The emergence of AI Agents will greatly expand the use cases for stablecoins because Agents don't care about exchange rate fluctuations or the cumbersome processes of cross-border transfers. They only care about efficiency and cost. The 24/7 trading of stablecoins without intermediaries and confirmations in seconds are essential features for Agents.

The logic behind PayPal issuing pyUSD is similar. They know it's challenging to promote stablecoins on a large scale purely through B2C. However, if they focus on B2B, allowing enterprises to use Agents for payments, the use cases open up completely. An e-commerce platform might have millions of merchants. If these merchants use Agents to handle orders, manage inventory, and automatically restock, the transaction volume would be astronomical.

What KITE aims to do is provide the infrastructure for the B2B market, not to educate consumers about stablecoins, but to enable enterprise Agents to seamlessly use stablecoins.
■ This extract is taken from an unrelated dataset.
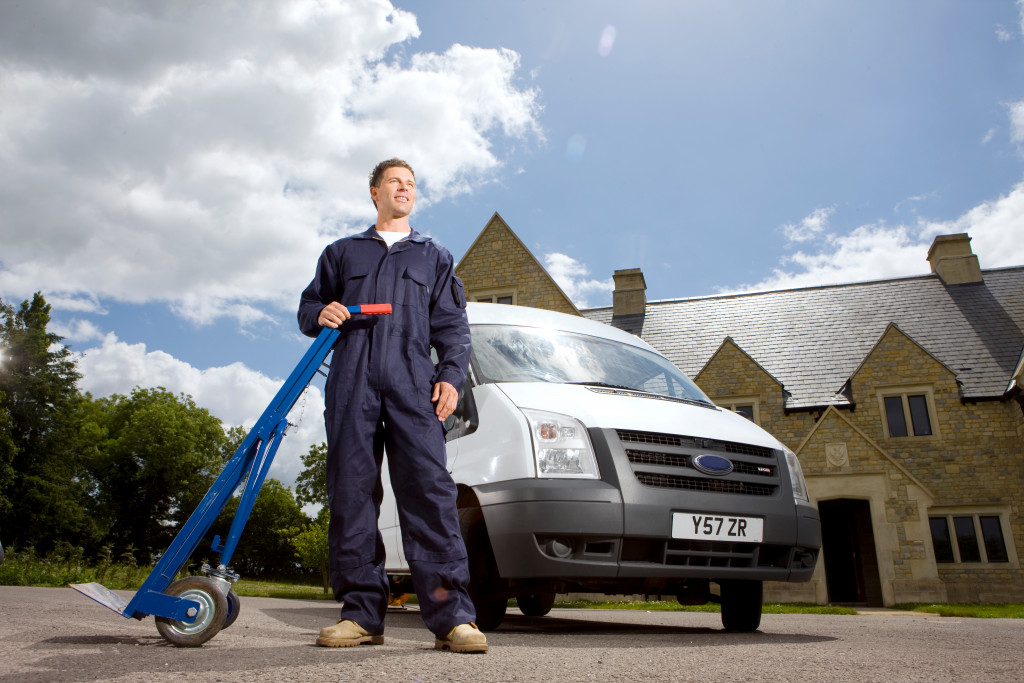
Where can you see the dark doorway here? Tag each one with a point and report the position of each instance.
(848, 546)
Merchants do not need to understand what blockchain or private keys are; they only need to know that Agents can automatically complete payments and that the cost is lower than credit cards and faster than bank transfers. That's enough.

From the testnet data, this direction has been validated. There are over 74 million unique addresses and 1.7 billion Agent calls. These numbers prove that developers recognize KITE's technical solution and are actively trying various application scenarios. Once the mainnet is launched, these test applications can be directly converted into commercial applications, immediately generating transaction volume.
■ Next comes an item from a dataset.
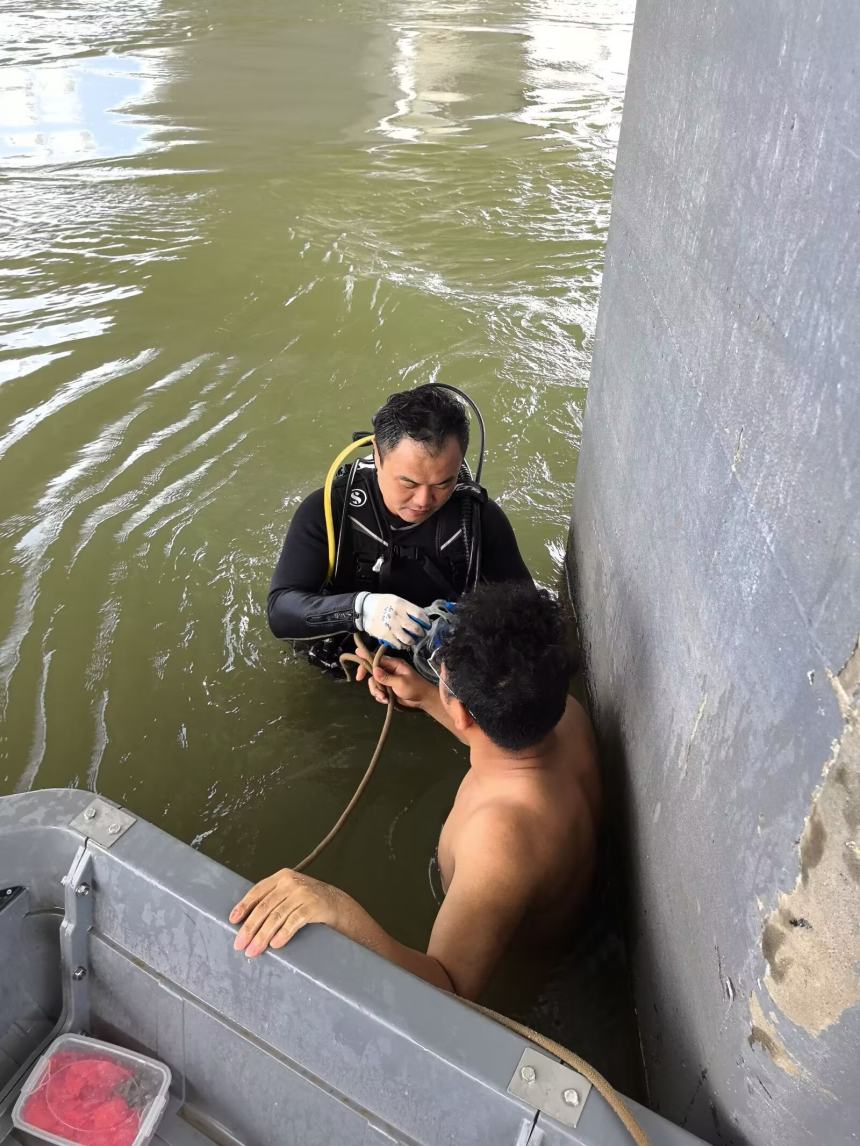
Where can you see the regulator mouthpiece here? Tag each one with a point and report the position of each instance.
(427, 653)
Lastly, one point that many people overlook is that KITE's choice of stablecoins has a strategic consideration, which is to avoid direct competition with Bitcoin and Ethereum. If KITE develops into a universal public chain, it would have to compete with Ethereum for DeFi, with Solana for high performance, and with various L2s for ecosystems. This red ocean is too crowded.

However, if they focus on Agent payments, using stablecoins as the native token, that represents a relatively blue ocean market with few competitors and clear differentiation. This positioning is very clear; it’s not about doing everything, but rather about capturing a niche segment and executing it to perfection.

When both PayPal and Visa are focusing on the AI Agent wallet, KITE has already set up the infrastructure. Next, it depends on who can capture the market faster, who can provide a better developer experience, and who can integrate more application scenarios. This war has just begun.